Key-value stores are useful for storing files like images, HTML snapshots, or JSON data. The Apify API provides run-sync endpoints for actors and tasks, which allow you to run a specific task and receive the output. By default, they return the OUTPUT record from the default key-value store.

For more detailed information, check the API reference.

Asynchronous flow

For runs longer than 5 minutes, the process consists of three steps:

Wait for the run to finish

There may be cases where we need to simply run the actor and go away. But in any kind of integration, we are usually interested in its output. We have three basic options for how to wait for the actor/task to finish.

waitForFinish parameter

This solution is quite similar to the synchronous flow. To make the POST request wait, add the waitForFinish parameter. It can have a value from 0 to 60, which is the maximum time in seconds to wait (the max value for waitForFinish is 1 minute). Knowing this, we can extend the example URL like this:

https://api.apify.com/v2/acts/apify~web-scraper/runs?token=YOUR_TOKEN&waitForFinish=60

You can also use the waitForFinish parameter with the GET Run endpoint to implement a smarter polling system.

Once again, the final response will be the run info object; however, now its status should be SUCCEEDED or FAILED. If the run exceeds the waitForFinish duration, the status will still be RUNNING.

Webhooks

If you have a server, webhooks are the most elegant and flexible solution for integrations with Apify.

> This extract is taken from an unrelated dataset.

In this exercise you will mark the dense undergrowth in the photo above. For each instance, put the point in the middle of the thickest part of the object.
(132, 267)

You can simply set up a webhook for any Actor or task, and that webhook will send a POST request to your server after an event has occurred.

Usually, this event is a successfully finished run, but you can also set a different webhook for failed runs, etc.

Webhook example

The webhook will send you a pretty complicated JSON object, but usually, you would only be interested in the resource object within the response, which is essentially just the run info JSON from the previous sections. We can leave the payload template as is for our example since it is all we need.

Once your server receives this request from the webhook, you know that the event happened, and you can ask for the complete data.

Don't forget to respond to the webhook with a 200 status code! Otherwise, it will ping you again.

Polling

What if you don't have a server, and the run you'd like to do is much too long to use a synchronous call? In cases like these, periodic polling of the run's status is the solution.

When we run the actor with the usual API call shown above, we will back a response with the run info object. From this JSON object, we can then extract the ID of the actor run that we just started from the id field. Then, we can set an interval that will poll the Apify API (let's say every 5 seconds) by calling the Get run endpoint to retrieve the run's status.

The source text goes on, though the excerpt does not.